La besó antes de abrir la puerta, a causa de la señora Wittenburg, la vieja que vivía al otro lado del pasillo. La señora Wittenburg tenía todo el día abierta la puerta de su habitación y se sentaba allí con las gafas sobre la nariz y el periódico sobre la falda. A veces leía en silencio; en cambio, otras se mostraba muy voluble y dirigía sus comentarios a una hermana más joven que ya hacía un año que no vivía con ella.

—Aquí los tienes, Rosemary —informó la señora Wittenburg con su fuerte acento de Nueva Inglaterra—. Él se ha mudado para salir. Pues buen viento le lleve. Me gusta que seas de mi misma opinión. ¿No viste en qué lamentable estado dejó el otro día el cuarto de baño? Toda aquella agua… Agua, agua y agua, agua por todas partes… Me sorprende, Rosemary, que hagas una observación tan vulgar. Nuestro padre se revolvería en su tumba si te oyera decir una cosa así.

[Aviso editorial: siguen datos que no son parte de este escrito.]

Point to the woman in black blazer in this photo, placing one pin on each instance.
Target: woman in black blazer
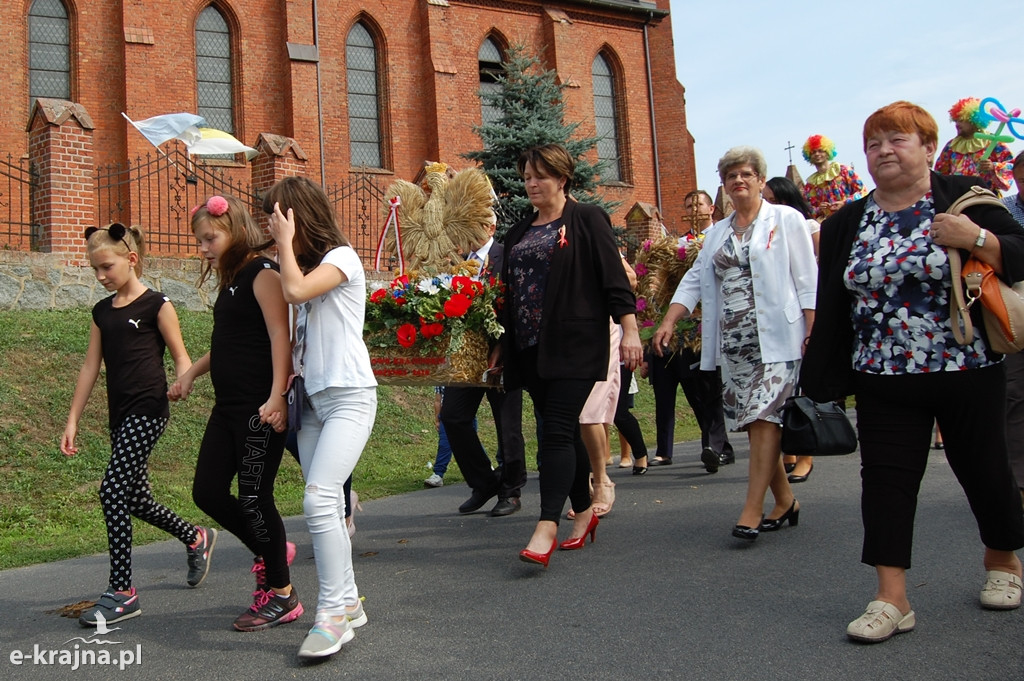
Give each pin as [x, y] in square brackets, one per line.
[883, 332]
[563, 280]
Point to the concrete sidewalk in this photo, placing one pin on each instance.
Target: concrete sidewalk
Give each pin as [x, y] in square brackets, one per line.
[665, 593]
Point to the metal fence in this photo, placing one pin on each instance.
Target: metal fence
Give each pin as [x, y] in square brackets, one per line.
[158, 193]
[16, 179]
[358, 204]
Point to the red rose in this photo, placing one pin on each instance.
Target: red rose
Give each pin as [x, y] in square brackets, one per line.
[462, 285]
[431, 330]
[458, 304]
[407, 335]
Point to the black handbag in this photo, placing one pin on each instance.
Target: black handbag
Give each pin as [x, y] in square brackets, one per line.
[295, 394]
[814, 428]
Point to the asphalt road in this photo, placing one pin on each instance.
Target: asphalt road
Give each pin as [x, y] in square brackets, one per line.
[665, 593]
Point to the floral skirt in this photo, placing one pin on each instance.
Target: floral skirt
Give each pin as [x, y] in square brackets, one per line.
[753, 389]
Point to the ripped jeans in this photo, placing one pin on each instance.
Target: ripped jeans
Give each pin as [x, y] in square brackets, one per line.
[336, 425]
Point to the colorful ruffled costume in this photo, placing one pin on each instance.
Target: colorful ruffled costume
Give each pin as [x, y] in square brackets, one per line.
[837, 183]
[961, 156]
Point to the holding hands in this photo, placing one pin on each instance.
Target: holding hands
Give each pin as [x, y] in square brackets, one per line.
[274, 413]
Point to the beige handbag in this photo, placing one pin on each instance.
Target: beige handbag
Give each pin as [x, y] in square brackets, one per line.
[1004, 305]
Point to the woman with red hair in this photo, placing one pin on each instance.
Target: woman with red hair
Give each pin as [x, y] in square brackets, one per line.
[833, 184]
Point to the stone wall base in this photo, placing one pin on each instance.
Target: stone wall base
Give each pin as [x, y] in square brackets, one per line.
[47, 281]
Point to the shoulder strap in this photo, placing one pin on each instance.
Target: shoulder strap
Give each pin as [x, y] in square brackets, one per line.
[976, 196]
[960, 306]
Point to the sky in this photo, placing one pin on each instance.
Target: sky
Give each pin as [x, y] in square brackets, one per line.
[767, 74]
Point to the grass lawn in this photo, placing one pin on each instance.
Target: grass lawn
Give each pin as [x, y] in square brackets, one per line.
[49, 506]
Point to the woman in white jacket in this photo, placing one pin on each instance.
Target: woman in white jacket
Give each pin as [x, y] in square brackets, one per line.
[755, 279]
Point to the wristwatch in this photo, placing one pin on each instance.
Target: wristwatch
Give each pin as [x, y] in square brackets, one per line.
[981, 239]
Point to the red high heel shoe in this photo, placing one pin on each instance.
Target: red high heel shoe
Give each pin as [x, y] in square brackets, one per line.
[528, 556]
[574, 543]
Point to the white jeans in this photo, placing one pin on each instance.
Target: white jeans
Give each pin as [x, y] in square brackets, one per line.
[331, 440]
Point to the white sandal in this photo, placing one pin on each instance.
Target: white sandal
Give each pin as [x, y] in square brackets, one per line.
[1001, 591]
[880, 623]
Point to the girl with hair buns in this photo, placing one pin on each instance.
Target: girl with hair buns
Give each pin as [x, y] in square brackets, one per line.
[249, 363]
[832, 184]
[130, 331]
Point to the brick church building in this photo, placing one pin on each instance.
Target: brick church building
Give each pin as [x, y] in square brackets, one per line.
[345, 91]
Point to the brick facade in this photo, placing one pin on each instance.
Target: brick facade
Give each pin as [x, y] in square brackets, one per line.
[138, 57]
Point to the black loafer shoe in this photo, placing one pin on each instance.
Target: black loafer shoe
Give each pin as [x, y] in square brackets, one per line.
[506, 506]
[476, 501]
[710, 460]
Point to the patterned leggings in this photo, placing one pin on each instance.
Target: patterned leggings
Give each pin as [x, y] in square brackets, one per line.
[125, 492]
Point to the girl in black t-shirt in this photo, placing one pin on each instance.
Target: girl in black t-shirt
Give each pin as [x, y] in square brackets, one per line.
[130, 331]
[250, 360]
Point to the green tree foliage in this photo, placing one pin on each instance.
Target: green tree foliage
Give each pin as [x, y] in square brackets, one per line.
[531, 114]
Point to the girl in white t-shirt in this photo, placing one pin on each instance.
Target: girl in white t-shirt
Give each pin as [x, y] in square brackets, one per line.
[322, 274]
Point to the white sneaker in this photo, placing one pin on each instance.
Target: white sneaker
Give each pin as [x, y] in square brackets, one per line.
[880, 622]
[1001, 591]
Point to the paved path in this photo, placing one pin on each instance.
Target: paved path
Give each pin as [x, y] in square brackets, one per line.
[665, 593]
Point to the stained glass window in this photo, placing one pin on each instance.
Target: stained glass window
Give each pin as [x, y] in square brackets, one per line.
[49, 50]
[489, 58]
[364, 98]
[213, 71]
[606, 118]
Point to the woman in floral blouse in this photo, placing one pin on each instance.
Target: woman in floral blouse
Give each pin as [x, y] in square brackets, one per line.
[883, 333]
[833, 184]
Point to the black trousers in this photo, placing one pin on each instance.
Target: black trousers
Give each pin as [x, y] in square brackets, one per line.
[894, 422]
[566, 466]
[625, 421]
[458, 412]
[1015, 415]
[704, 392]
[236, 443]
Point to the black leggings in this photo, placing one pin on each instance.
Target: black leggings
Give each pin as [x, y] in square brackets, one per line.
[625, 421]
[125, 492]
[566, 466]
[894, 421]
[237, 443]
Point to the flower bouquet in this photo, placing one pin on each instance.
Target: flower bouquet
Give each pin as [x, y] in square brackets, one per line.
[659, 266]
[425, 329]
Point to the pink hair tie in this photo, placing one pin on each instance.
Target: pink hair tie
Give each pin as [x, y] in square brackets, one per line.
[216, 206]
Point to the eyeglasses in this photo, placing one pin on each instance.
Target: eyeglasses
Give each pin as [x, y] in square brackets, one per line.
[116, 230]
[745, 175]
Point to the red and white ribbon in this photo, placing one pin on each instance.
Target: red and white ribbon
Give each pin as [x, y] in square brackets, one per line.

—Entra y cierra la puerta —le dijo Fielding a Muriel—. Y no la vuelvas a abrir.

—Muy bien.

—Y no te preocupes por mí. Mañana por la noche, o a más tardar la noche del lunes, estaré aquí.

—Murmurar es una falta de educación —terció la señora Wittenburg.

—Ve con cuidado, Stan.

—Te lo prometo.

—¿Me quieres? —preguntó ella.

—Ya sabes que sí, Muriel.

—Murmurar —proclamó de nuevo la vieja— no solamente es una falta de educación sino que, como sé de buena tinta, será declarado ilegal en todos los estados al oeste del Mississippi. Los castigos, dicen, serán muy severos.

Fielding alzó la voz.

—Adiós, Rosemary. Buenas tardes, señora Wittenburg.

—No le hagas caso, Rosemary. Qué poca vergüenza tiene… ¡Mira que tutearte!… Pronto intentará… tiemblo nada más pensarlo…

La anciana también levantó la voz y añadió:

—La buena educación me obliga a corresponder a su saludo, señor Murmurador. Pero lo hago por obligación. Adiós.

—¡Dios mío! —exclamó Stan lanzando una carcajada. Muriel se rió también mientras la señora Wittenburg describía a Rosemary una determinada ley que pronto prohibiría, en diecisiete estados, las risas, las burlas y la fornicación.

—Ten la puerta cerrada, Muriel.

—Es una vieja señora inofensiva.

—No existe ninguna señora vieja inofensiva.

—Espera, Stan. Te dejas el cepillo de dientes.

—Compraré uno en San Félice. Adiós, querida.

—Adiós, Stan. Y buena suerte.

Cuando él hubo salido, Muriel se encerró en el piso y, en pie al lado de la ventana, lloró en silencio y con vehemencia por espacio de cinco minutos. Luego, con los ojos enrojecidos pero más tranquila, sacó de debajo de la cama la costrosa maleta de Fielding.